Y a decir verdad la emotividad es uno de los logros del filme porque, en
rigor, el registro que usa el director es cuasi documental. No hay una
sola escena efectista, que deliberadamente pretenda manipular al
espectador. Los directores de Hollywood
tendrían que verla todas las mañanas antes de empezar a trabajar en
sus primeros planos de lágrima fácil sugeridos por marketing.
La
historia de Recursos Humanos es la de un joven universitario, Franck,
que vuelve a su pueblito como becario en la planta donde su padre es
operario de toda la vida. Tendrá un puesto en el área de recursos
humanos, en plena disputa entre patrones y obreros por la reducción de
la jornada laboral.
Para
Franck es un aprendizaje en todo sentido. Primer contacto con la vida
laboral real, como trabajador, fuera de los claustros universitarios;
primer contacto con el mundo como hombre responsable por sus actos, ya
no más como hijo apañado por sus padres.
En
mi libreta tengo apuntadas unas escenas que marcan este aprendizaje. En
una, frente a Franck el capataz reprende
al padre (para mí, el mejor actor del BA II Festival) porque este lo
invitó a conocer su lugar de trabajo. Después de treinta años de
trabajo ni siquiera de dan lugar para eso.

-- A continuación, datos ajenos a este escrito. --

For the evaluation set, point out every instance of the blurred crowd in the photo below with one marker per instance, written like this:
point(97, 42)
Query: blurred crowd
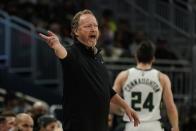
point(19, 115)
point(117, 39)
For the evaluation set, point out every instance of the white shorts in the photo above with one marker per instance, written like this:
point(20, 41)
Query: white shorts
point(144, 126)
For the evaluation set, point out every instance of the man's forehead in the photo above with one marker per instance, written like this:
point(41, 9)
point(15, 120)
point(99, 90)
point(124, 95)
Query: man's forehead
point(87, 18)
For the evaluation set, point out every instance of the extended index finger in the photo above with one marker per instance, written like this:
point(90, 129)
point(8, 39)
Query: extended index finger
point(45, 37)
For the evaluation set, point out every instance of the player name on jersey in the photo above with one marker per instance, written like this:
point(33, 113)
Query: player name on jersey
point(144, 81)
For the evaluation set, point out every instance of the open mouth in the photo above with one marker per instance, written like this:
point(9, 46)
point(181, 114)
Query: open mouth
point(93, 36)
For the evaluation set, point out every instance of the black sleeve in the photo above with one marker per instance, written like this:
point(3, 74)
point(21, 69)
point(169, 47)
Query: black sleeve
point(69, 56)
point(112, 93)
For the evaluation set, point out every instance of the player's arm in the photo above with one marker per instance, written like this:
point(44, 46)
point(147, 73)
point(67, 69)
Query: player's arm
point(118, 84)
point(169, 102)
point(53, 41)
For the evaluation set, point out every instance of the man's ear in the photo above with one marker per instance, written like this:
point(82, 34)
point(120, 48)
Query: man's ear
point(76, 32)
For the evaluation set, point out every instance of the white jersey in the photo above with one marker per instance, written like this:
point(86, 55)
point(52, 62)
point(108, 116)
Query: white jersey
point(143, 92)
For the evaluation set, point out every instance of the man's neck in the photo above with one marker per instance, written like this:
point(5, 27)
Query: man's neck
point(143, 66)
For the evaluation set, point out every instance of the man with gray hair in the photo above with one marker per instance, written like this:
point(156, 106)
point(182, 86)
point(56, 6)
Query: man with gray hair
point(87, 87)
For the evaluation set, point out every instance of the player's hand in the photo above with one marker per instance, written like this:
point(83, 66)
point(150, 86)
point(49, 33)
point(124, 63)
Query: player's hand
point(132, 116)
point(51, 39)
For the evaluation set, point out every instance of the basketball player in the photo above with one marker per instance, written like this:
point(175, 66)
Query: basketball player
point(143, 87)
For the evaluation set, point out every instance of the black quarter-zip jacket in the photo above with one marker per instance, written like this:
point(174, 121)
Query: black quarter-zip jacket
point(87, 90)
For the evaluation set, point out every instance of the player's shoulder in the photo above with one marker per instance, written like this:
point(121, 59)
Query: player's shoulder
point(163, 77)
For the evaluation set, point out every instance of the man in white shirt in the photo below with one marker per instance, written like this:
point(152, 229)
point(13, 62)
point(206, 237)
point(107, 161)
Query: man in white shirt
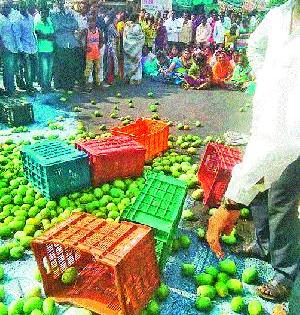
point(253, 21)
point(227, 22)
point(219, 32)
point(271, 162)
point(173, 27)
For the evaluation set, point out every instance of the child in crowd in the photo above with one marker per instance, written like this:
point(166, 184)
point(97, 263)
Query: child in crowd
point(149, 29)
point(93, 39)
point(222, 70)
point(186, 59)
point(161, 39)
point(163, 64)
point(199, 76)
point(176, 70)
point(149, 62)
point(241, 75)
point(45, 40)
point(231, 37)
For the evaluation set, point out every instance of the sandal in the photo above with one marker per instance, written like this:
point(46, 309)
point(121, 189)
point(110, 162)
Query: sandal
point(279, 309)
point(274, 291)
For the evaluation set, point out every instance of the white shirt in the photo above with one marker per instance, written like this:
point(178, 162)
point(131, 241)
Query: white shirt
point(219, 32)
point(173, 29)
point(275, 134)
point(227, 23)
point(253, 22)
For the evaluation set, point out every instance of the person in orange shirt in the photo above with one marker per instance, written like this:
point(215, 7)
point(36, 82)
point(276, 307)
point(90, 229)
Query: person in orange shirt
point(94, 41)
point(222, 70)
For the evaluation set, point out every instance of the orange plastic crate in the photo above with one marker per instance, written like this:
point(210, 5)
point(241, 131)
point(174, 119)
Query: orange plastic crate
point(116, 264)
point(152, 134)
point(113, 157)
point(215, 171)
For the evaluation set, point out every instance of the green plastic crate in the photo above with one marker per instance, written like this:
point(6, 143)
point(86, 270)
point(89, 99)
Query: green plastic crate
point(56, 168)
point(159, 205)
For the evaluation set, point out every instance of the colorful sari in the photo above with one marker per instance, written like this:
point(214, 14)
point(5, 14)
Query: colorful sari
point(198, 77)
point(222, 71)
point(161, 39)
point(133, 42)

En otra, el dueño del establecimiento hace cerrar la puerta de
su despacho para que Franck no
escuche las conversaciones con un gerente, a pesar de que es el becario
quien lleva el trabajo motivo de la conversación.
A
raíz de las discusiones por la jornada, Franck y su padre confrontarán duramente. Pero esa
confrontación funciona también como metáfora porque no es sólo política,
también servirá para construir el nuevo lugar del padre y del hijo
independizado.
La
escena con el aserrín en el taller de la casa paterna, luego de una
fuerte discusión en la fábrica, contiene una tensión increíble que
Cantet sabe sacar del interior más profundo de sus dos personajes.
Para
Franck, esta experiencia laboral es iniciática y le servirá para
responderse por su lugar en el mundo. Para el cine, la imprescindible
opera prima de
Laurent Cantet es auspiciosa.
Gustavo Camps
Reciente
ganadora del BA II Festival Internacional de Cine Independiente de
Buenos Aires, Recursos
humanos se inscribe en el debate europeo por la reducción de la jornada
laboral a 35 horas semanales.
Para
los empresarios la reducción es una forma de compensar el desempleo,
pero los dirigentes obreros lo ven como una pérdida de las horas extras
y una especulación que a los patrones les permitirá disminuir los
salarios al obtener menos ingresos, pero no los obligará a distribuir más
cuando ganen más.

Patrón y obrero enfrentados; en el medio el hijo universitario, una
posición difícil de sobrellevar
Franck,
interpretado por Jalil Lespert, es el hijo de un obrero, con treinta años
de servicio, que llega a una empresa de su pueblo natal – procedente
de París, donde ha estudiado – provisto de un título universitario y
mucha autosuficiencia. Su objetivo es hacer una pasantía y mediar en el
conflicto en torno de las 35 horas.
El
realizador Laurent Cantet convocó a actores no profesionales que
cumplieron una labor convincente y minimalista en su opera prima. Las
actuaciones no exhiben excesos en sus composiciones exteriores ya que se
concentran más en la construcción interior.
Se
destaca la perfomance de Jean Claude Vallod como el padre de Franck.
La
idea y la configuración del guión son perfectas; la realización, además,
es austera.
Este
filme es uno de los escasos ejemplos de mejor cine en lo que va del año.